Bishop Barres cited Christ's parables which invoked the work of shepherds, farmers, sowers, cooks, servants, stewards, fishermen, merchants, and laborers. “Some of the most memorable people in the Gospels are described not by name but by the work they do, like the woman at the well drawing water,” he said.
Many saints are the patrons of different kinds of labor and are “eloquent models of how the Catholic Church views work as a source of personal sanctification and the sanctification of others,” said the bishop. His letter cited the examples of Opus Dei founder St. Josemaria Escriva, teenage computer expert Blessed Carlo Acutis, and St. Oscar Romero, who worked in construction at a young age before entering seminary.

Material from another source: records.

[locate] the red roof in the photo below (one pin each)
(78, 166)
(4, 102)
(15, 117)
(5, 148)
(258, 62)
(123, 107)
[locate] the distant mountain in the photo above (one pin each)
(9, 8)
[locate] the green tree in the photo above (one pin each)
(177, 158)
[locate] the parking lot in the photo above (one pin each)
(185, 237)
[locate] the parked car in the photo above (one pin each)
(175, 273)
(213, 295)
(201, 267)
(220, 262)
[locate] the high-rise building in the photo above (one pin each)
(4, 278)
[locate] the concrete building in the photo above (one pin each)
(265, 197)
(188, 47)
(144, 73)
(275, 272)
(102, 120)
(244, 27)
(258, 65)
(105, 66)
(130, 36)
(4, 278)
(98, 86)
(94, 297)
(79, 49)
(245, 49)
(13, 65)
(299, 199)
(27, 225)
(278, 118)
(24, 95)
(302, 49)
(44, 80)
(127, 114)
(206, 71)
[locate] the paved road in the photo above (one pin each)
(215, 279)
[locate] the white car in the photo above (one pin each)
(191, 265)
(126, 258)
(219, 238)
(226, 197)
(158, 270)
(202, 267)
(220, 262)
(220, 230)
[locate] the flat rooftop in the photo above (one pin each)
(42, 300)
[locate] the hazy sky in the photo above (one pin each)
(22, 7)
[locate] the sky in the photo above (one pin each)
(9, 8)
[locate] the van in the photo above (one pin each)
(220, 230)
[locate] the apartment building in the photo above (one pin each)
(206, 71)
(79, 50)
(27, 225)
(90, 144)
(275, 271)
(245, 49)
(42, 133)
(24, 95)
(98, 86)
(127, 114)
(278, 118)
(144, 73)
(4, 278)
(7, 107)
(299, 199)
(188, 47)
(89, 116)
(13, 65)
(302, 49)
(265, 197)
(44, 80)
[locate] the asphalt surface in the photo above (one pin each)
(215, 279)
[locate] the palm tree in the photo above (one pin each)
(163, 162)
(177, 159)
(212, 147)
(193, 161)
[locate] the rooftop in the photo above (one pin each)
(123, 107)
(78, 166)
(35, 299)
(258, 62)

Bishop Barres noted the role of work in family life. Parents teach their children to clean their rooms, to repair their bicycles, to do yard work, to prepare food, to do their homework, and to do other household chores. He discussed the kind of paid work done by teenagers, describing it as “key means to form their character” and a way of “serving others and making genuine contributions to the Church and the world.”
The Labor Day pastoral letter further considered the example of St. Joseph the Worker.
“From St. Joseph, we can all learn the virtues of maturity, reliability, responsibility, industriousness, integrity, initiative, self-sacrifice, self-mastery, teamwork, optimism, humility, contemplative concentration, and charity in our labor,” said the bishop. “He grounds us in the ethical compass of the Ten Commandments and the moral virtues of prudence, fortitude, justice and temperance.”
For Bishop Barres, the virtues of St. Joseph are suggested “in the quiet but indispensable labors of so many immigrants,” noting that Joseph too was a migrant, taking his family to Egypt and back.
“As he mentored Jesus, so St. Joseph desires to mentor us who are brothers and sisters of Jesus and therefore members of the Holy Family. He wants to train us in his virtues. He wants to instruct us how to live our spiritual fatherhood or motherhood to the full. We must simply ‘go to Joseph’ to receive his wisdom.”
Bishop Barres’ letter asked Catholics to pray for each other and for the whole Church, “that each of us may apprentice ourselves to St. Joseph and learn from him, as Jesus did, how to convert our daily labor, whatever form it takes, into opportunities to cooperate with God in the ongoing perfection of creation and the continued harvest of the redemption.”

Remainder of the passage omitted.